His laughter, too, was sharp. “I never claimed brilliance.” He removed his hat. His bald patch was pale, though peeling and red with sunburn. “This is not your fight. If they take me, let them take me. If they kill me, let them.” He stopped, and swallowed. “Kill me.”
“No.”
“I offer you a gift,” he said. “I offer you your own life, which I think you value. Your freedom, from the Penitents and from the law you would otherwise feel compelled to confront to keep me safe. I ask you to promise by all you hold sacred—and I think I know what you do hold sacred—promise to let me go. Do you understand?”
She nodded.
“Aloud, if you please.”
“I promise.”
“And let me ask a gift of you, in return.”
She understood, now, but it was too late to take back her word.
“Tell me. The Blue Lady. The Green Man. I have seen them. They worked through me. They played my nerves like a violin. You know them.”
Those were her names. This was her faith. He was a usurper to speak them. “I do.”
“Ms. Pohala calls me a thief. She claims I stole power from the mute idols her priests build. She claims I used this power to charge my words with fire. But I have not stolen. I heard gods sing to me, and scream, and whisper. I am not mad.”
“What do you want from me?”
“The gods. Are they real? Do they live? Do they speak? Do they feel? Do they love?”

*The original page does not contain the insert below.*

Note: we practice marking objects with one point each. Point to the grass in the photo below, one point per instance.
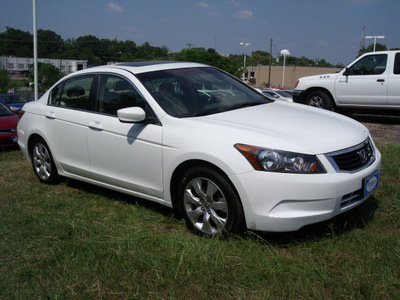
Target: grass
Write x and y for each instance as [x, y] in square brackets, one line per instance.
[74, 240]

She remembered a soft touch on a feverish cheek. She put her hand there, but the skin was cool, and smooth. “Once I fell from a dockside crane. The Blue Lady caught me.” She lifted her shirt, and showed him the rippled scar on her side, the imprint of four fingers and a thumb. “There.” She lowered her shirt again. From his expression, and his caught breath, she knew he had seen. “She wasn’t used to people yet. She caught me, and it burned.”

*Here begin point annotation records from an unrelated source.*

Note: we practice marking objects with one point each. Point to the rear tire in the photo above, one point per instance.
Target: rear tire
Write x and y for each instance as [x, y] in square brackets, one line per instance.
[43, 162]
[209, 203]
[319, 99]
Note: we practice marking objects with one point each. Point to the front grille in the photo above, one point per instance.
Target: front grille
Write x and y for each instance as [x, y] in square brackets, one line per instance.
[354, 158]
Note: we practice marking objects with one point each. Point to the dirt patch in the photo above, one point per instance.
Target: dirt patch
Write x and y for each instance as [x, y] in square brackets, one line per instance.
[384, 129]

“Thank you,” he said. “Thank you,” as if she hadn’t heard the first time. “Go.”
She ran inland, away from the sea, away from the false metal cliffs and the neon lights and the man in the green and threadbare suit.
When she knew he couldn’t see her anymore, she retraced her steps and trailed him through the streets toward home.
36
Kai worked hard, or seemed to, for the rest of the day. She turned many pages of binders, moved her eyes over a hundred intake forms, and all the while planned her confrontation with Mara. Evasions. Pursuit. Mara’s collapse, and the slow determination Kai would help her build to tell Jace the truth, or some of it at least.

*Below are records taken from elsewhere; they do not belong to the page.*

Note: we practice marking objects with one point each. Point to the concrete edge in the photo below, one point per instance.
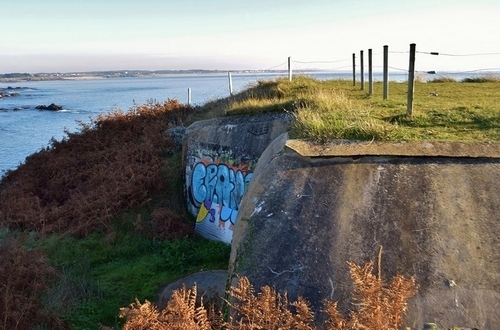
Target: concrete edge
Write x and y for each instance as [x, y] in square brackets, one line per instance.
[411, 148]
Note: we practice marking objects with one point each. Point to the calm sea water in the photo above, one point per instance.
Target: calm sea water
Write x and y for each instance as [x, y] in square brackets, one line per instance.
[28, 130]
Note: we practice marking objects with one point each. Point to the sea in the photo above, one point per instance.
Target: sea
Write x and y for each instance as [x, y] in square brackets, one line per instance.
[25, 130]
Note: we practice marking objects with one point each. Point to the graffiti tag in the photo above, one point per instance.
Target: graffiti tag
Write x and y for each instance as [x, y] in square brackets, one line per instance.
[218, 183]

Unless Mara really meant to frame Kai for everything. In which case their conversation might take a very different path.
Near sunset she clocked out and headed uphill toward Mara’s house, a few blocks from her own. Kai and Mara rarely met outside work, but Mara’d helped out when the pipes in Kai’s basement burst, and Kai’d leant Mara a hand moving in. She remembered the way, and soon stood on the sidewalk before Mara’s pale purple two-story. Porch ghostlights clicked on as night deepened, timer-driven. The lights cast dancing shadows on the lawn.
No signs of life. Kai checked her watch. A little after seven. Mara wouldn’t be home for an hour yet, at best. She removed a pad from her purse, scrawled a brief note—“Mara, need to see you, urgent, family business, Kai”—ambiguous enough she hoped its meaning would be safe. She opened Mara’s mailbox to slip the note in, but the box was crammed with newsprint, letters, and ads. She folded her message double, sealed it with a drop of wax, and was searching for a cranny into which the paper might fit when her mind caught up with her eyes.